Throughout the past decades, we have seen a plethora of so-called socialist organizations uncritically cheerlead national liberation movements, including those which have been based on methods not of class struggle but of “individual terrorism,” which sees no role for the organized working class and bases itself on an elitist strategy of small armed bands “liberating” society. In addition, despite often brandishing leftist rhetoric in the past, many of these political forces have been responsible for implementing pro-capitalist policies once in power, and often politically represent aspirational capitalist elites, keen to enjoy the benefits of statehood from their own class point of view. Many left organizations internationally gave uncritical support to the Provisional Irish Republican Army and Hezbollah or Hamas in the Middle East.  

While socialists support the right of all oppressed peoples to resist occupation and oppression, we do so while maintaining an independent position, and openly criticize failed strategies and pro-capitalist politics. In the case of Ireland, the IRA campaign of terrorist attacks during the 70s and 80s, often on civilians from a Protestant background, far from being able to defeat British imperialism, only served to deepen division among the working class, in fact cementing the opposition of the majority of the population to the idea of a united Ireland. Following the 1998 Good Friday Agreement and beginning of the “peace process,” Sinn Fein (the political party linked to the IRA) was in government for over a decade, and presided over brutal cuts to public spending at the behest of the bosses. 

The Socialist Party (ISA) in Northern Ireland stands for the unity of the working class in struggle against “orange and green” (unionist and nationalist) sectarians. We fight to build united movements around a program for socialist change, which can undermine the basis for division and open up a viable perspective for a shared socialist future for the working class in Ireland, as part of a free and voluntary socialist federation with Scotland, Wales and England in a socialist Europe. 

International Organization Key 

Crucial to avoiding the twin pitfalls which have befallen many on the left is not only serious and sharp Marxist analysis but the role of an international Marxist organization. An issue as complex and varied as the national question cannot be navigated from the standpoint of an isolated national grouping.

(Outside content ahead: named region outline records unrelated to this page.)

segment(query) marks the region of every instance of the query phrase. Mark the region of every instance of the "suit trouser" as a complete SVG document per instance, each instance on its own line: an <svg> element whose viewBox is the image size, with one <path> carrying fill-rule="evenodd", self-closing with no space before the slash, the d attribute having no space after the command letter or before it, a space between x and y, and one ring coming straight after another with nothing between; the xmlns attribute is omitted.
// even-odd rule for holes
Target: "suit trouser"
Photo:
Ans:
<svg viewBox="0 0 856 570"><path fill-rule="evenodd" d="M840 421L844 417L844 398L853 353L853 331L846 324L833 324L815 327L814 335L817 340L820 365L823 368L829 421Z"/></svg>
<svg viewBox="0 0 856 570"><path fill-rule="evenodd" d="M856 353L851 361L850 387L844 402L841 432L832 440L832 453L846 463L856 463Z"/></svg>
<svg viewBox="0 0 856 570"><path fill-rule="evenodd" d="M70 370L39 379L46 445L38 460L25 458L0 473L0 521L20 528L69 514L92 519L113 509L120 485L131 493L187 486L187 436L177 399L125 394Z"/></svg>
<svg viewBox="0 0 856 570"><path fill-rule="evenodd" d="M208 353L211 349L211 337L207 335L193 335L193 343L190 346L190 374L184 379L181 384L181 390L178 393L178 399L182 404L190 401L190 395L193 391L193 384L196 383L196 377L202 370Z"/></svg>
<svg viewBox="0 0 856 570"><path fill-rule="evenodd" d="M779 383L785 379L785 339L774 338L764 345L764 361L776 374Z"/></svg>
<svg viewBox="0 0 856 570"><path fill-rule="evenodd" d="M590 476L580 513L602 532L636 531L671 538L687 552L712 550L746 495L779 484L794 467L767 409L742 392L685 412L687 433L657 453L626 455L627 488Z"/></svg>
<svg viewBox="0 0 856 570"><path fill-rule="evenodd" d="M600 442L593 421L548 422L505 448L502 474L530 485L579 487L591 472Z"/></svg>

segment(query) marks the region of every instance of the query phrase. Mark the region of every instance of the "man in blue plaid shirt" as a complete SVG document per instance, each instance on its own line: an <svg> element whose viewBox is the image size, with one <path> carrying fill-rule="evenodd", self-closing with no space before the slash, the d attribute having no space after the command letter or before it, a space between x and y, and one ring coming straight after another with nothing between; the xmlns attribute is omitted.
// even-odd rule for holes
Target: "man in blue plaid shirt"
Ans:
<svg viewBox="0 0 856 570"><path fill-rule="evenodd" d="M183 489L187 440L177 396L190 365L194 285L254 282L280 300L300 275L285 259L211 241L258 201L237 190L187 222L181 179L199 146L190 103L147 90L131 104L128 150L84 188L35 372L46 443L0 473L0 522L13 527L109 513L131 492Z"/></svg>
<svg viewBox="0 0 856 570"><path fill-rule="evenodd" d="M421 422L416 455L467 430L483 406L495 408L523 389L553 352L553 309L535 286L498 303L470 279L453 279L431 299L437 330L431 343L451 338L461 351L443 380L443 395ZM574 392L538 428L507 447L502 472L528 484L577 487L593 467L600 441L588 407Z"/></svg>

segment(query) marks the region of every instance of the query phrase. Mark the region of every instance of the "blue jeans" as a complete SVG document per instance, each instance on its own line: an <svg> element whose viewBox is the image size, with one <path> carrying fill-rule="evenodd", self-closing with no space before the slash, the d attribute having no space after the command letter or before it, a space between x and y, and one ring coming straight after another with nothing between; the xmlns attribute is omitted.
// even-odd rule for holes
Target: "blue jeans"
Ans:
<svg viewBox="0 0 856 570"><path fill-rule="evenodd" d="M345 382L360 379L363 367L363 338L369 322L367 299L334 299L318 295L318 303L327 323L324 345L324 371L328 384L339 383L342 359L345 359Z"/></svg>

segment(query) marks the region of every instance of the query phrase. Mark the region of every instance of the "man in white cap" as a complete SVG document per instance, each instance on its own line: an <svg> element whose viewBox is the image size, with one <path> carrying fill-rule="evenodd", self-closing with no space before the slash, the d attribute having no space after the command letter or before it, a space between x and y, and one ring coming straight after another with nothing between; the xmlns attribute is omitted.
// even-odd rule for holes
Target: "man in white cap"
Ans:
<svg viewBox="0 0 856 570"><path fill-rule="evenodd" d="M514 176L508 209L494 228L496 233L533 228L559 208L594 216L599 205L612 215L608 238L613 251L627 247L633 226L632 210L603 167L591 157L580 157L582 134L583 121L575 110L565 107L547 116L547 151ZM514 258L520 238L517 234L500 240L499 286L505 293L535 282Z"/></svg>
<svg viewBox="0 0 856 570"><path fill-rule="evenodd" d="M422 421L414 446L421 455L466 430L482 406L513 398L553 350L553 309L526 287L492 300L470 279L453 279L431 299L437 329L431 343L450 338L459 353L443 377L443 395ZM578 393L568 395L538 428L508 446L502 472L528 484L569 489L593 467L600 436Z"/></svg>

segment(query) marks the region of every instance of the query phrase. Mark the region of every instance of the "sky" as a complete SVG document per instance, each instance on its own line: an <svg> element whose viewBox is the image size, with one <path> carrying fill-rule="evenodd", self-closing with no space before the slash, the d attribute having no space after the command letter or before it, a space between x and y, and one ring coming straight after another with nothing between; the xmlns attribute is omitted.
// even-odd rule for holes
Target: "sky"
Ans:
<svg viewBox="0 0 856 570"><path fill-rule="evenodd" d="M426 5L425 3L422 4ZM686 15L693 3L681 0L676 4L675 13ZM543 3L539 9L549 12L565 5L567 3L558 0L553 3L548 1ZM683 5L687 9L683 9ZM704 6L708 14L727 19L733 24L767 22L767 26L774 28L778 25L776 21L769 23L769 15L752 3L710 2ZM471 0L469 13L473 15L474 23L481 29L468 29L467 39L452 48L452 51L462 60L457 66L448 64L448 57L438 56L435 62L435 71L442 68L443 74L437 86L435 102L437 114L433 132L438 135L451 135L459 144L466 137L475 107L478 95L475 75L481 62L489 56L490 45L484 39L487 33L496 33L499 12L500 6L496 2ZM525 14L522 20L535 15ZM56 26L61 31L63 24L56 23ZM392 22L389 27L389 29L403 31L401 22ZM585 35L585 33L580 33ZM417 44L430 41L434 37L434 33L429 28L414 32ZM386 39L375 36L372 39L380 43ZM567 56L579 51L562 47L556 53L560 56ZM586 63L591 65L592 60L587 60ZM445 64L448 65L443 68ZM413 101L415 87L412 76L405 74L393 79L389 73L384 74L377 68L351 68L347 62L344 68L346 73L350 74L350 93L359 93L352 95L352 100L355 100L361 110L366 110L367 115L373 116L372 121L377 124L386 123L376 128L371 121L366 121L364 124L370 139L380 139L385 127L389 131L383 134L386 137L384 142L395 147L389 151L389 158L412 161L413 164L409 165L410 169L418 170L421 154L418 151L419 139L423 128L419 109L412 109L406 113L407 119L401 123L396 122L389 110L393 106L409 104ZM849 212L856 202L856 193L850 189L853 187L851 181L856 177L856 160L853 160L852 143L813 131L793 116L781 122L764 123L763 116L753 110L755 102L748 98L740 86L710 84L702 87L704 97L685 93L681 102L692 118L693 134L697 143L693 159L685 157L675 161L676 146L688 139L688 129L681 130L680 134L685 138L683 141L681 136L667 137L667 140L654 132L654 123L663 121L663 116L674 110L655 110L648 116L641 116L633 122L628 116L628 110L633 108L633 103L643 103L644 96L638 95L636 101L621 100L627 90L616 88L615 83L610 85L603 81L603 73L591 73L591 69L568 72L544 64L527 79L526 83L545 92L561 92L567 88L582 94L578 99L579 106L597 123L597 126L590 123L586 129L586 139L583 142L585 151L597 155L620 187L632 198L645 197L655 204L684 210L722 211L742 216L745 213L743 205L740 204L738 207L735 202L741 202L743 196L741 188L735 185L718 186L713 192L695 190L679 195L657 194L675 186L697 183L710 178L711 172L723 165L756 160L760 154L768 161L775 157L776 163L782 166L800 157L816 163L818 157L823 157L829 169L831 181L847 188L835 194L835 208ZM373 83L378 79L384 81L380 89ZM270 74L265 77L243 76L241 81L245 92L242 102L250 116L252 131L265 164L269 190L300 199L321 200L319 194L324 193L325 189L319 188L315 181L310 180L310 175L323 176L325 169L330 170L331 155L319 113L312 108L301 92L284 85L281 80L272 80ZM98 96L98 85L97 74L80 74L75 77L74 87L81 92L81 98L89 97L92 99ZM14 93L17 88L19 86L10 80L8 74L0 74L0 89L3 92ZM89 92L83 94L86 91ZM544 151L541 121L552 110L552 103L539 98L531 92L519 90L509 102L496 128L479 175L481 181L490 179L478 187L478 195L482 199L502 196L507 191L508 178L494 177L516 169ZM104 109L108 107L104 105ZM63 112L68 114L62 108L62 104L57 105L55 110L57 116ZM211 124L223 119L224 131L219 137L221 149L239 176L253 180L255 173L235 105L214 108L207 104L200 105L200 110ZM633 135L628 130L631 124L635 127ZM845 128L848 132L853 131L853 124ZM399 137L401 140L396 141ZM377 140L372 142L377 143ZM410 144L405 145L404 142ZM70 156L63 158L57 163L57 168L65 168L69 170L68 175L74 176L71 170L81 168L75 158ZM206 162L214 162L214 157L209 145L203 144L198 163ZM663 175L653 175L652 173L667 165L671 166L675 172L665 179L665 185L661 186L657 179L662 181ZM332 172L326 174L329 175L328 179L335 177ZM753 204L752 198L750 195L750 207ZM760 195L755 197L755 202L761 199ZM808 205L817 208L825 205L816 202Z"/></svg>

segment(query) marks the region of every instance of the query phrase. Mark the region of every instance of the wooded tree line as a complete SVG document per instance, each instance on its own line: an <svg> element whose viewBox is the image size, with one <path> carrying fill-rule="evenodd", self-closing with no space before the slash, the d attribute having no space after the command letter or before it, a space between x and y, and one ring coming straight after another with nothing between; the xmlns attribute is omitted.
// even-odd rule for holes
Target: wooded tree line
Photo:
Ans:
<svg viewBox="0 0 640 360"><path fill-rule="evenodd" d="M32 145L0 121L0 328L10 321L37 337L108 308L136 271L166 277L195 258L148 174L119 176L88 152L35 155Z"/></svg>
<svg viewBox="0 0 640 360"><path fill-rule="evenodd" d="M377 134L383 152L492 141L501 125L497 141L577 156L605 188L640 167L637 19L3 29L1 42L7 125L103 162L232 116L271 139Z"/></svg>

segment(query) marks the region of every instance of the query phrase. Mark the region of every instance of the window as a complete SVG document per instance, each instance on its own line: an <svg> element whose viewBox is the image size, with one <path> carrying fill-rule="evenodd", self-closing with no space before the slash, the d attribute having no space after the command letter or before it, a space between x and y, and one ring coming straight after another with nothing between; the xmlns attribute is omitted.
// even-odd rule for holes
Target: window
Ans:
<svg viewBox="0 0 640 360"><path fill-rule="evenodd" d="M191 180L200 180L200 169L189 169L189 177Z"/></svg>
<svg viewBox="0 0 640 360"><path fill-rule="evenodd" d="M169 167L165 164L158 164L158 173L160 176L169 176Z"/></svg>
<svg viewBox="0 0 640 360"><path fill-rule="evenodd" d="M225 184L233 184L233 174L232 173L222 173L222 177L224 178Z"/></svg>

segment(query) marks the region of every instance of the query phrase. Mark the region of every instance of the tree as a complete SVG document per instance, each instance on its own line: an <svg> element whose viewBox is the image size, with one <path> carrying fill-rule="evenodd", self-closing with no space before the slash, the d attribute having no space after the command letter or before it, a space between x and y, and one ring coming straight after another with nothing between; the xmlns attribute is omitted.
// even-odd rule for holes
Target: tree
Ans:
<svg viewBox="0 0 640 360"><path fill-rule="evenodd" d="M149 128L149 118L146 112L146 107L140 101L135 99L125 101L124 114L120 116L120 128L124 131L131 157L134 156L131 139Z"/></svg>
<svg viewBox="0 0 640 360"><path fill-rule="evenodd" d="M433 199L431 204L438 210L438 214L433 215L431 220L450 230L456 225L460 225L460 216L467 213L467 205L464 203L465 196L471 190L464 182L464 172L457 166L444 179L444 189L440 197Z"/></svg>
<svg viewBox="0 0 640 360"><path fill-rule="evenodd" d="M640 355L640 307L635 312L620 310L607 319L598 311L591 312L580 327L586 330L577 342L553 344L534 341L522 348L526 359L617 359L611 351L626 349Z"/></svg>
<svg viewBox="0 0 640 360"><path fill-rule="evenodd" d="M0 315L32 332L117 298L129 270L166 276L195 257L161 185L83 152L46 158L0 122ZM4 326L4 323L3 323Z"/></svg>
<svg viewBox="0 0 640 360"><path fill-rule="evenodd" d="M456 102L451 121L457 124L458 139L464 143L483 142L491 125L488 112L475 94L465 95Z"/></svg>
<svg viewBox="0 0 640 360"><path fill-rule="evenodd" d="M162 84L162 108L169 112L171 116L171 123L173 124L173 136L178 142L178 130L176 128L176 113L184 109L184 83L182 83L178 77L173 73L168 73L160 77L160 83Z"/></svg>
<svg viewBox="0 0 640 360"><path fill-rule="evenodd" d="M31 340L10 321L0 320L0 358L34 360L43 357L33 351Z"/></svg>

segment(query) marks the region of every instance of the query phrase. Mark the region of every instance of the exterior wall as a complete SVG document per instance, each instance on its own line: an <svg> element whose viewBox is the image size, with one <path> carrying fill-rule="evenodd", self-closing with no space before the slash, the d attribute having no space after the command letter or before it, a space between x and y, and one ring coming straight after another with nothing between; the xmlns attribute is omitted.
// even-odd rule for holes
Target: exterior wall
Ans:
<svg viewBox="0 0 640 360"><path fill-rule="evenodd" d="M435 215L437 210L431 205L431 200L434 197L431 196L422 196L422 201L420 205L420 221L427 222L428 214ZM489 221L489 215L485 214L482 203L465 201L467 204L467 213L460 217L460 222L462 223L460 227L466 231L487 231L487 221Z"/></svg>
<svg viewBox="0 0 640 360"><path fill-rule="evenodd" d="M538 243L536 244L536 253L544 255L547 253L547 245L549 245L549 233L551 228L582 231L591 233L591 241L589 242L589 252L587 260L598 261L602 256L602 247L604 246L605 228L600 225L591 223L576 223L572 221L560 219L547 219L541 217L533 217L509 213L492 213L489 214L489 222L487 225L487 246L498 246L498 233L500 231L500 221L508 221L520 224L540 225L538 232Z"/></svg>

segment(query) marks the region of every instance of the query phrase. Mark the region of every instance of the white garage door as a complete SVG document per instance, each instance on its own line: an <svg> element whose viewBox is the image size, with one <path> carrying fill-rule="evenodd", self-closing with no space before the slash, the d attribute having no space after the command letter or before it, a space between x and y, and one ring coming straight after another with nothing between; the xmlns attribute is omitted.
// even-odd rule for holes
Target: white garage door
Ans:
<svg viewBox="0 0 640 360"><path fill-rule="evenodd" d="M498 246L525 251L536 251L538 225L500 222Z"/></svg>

Moreover, developing an approach based only on a single “case study” will inevitably lead to serious imbalances and attempts to transplant features of one national question onto another.  

ISA’s approach has been developed not in the abstract but via living interventions in varying, changing, and challenging situations. From Israel/Palestine, to Scotland, to Nigeria, to Quebec and beyond, ISA sections have put the Marxist method into practice and added valuable armor to the arsenal of international socialism. Drawing the full lessons from these experiences remains a crucial task for Marxists today. This is part of the reason why, for socialists — the most internationalist of all political trends — the international form of organization is fundamental.